I have had a spate of cases lately with disability claims involving Listing 1.04A.
Listing 1.04 is entitled "Disorders of the Spine." This listing is for people who have serious back or neck problems (often due to a herniated disc) and are in a great deal of pain. The listing is in play when there is an MRI or other radiological evidence showing compression of the spinal cord nerve root or the spinal cord itself.
Listing 1.04A has several other criteria as well, including neuro-anatomic distribution of pain (in most cases, pain radiating from the lower back to the legs), limitation of motion of the spine, muscle weakness and a postive straight-leg raising test for cases involving the lower back.
These claims are often problematic during the early disability claim process – even when claimant has an MRI showing the nerve root compression, which is the hardest element of the listing to meet. The problem is that the other listing criteria, although present, are rarely noted in the claimant’s medical records. As a result, the listing is almost never met initially. So what to do?

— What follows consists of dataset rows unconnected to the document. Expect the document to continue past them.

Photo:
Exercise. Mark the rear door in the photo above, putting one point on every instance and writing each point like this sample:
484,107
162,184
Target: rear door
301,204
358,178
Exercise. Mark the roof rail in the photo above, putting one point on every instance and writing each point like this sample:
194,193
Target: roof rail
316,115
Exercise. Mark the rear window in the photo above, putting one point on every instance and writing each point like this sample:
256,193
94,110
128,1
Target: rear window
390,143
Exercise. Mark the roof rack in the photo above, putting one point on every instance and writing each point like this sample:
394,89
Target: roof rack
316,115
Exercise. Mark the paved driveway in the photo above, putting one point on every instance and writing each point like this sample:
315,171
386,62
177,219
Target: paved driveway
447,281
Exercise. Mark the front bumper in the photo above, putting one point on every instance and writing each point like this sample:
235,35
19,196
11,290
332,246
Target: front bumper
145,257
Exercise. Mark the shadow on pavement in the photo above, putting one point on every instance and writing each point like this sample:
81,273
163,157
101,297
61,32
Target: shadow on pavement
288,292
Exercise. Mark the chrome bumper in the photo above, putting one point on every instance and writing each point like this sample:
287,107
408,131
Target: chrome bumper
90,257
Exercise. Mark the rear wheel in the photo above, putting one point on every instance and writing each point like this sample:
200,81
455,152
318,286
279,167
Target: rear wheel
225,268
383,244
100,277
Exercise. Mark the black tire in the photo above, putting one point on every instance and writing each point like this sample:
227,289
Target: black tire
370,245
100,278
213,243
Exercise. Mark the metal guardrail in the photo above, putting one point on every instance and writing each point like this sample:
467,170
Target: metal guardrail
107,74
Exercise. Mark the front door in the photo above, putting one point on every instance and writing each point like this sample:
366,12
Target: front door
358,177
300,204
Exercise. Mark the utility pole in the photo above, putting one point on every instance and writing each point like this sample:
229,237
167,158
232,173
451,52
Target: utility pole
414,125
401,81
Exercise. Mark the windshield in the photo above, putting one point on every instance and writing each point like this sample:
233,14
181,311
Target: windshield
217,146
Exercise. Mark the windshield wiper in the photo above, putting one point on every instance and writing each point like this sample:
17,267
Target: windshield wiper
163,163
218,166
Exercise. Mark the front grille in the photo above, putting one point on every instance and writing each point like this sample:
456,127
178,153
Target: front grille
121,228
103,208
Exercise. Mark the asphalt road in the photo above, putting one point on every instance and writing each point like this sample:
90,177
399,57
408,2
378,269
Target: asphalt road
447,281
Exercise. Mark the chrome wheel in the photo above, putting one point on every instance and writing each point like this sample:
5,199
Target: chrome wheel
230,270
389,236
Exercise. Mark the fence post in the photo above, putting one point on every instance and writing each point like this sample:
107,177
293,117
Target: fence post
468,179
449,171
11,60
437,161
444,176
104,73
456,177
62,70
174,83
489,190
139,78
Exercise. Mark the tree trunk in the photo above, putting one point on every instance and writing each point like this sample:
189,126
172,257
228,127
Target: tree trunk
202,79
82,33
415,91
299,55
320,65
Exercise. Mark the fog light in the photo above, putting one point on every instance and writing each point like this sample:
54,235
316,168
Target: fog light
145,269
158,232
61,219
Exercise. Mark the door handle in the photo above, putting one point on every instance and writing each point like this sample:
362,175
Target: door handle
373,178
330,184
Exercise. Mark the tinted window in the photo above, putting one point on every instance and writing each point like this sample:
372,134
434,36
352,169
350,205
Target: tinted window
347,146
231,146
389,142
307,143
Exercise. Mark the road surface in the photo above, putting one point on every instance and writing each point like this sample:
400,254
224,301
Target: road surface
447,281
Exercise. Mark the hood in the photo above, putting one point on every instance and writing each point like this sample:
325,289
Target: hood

You simply have to set up an orthopaedic exam for this claimant. There is no substitute. Only a medical exam, given for the purpose of determining whether or not the listing is met, will satisfy all of the criteria of the listing.
If the claimant has a treating orthopaedist, I ask the client to set up an appointment, and I write the doctor a nice letter. I enclose a copy of the MRI interpretation and the listing itself, and ask the doctor to examine his patient to determine if the criteria of the listing are met (and to please write me a brief letter with his opinion). That is the ideal situation: an opinion that the listing is met from the claimant’s own treating specialist. When you get that opinion, it can win the case. The claimant meets a listing. Claim granted.
However, sometimes the claimant has been out of work for a while, and has no insurance and no treating specialist. Now what? Well, if everything else about the case is okay, and if the client agrees, I set up a consultative exam with an orthopaedist, and I pay the doctor for the visit. The doctor then writes a brief report discussing whether or not the elements of the listing are met. The cost is usually several hundred dollars. It is a risk, but there is no better way to handle this kind of case.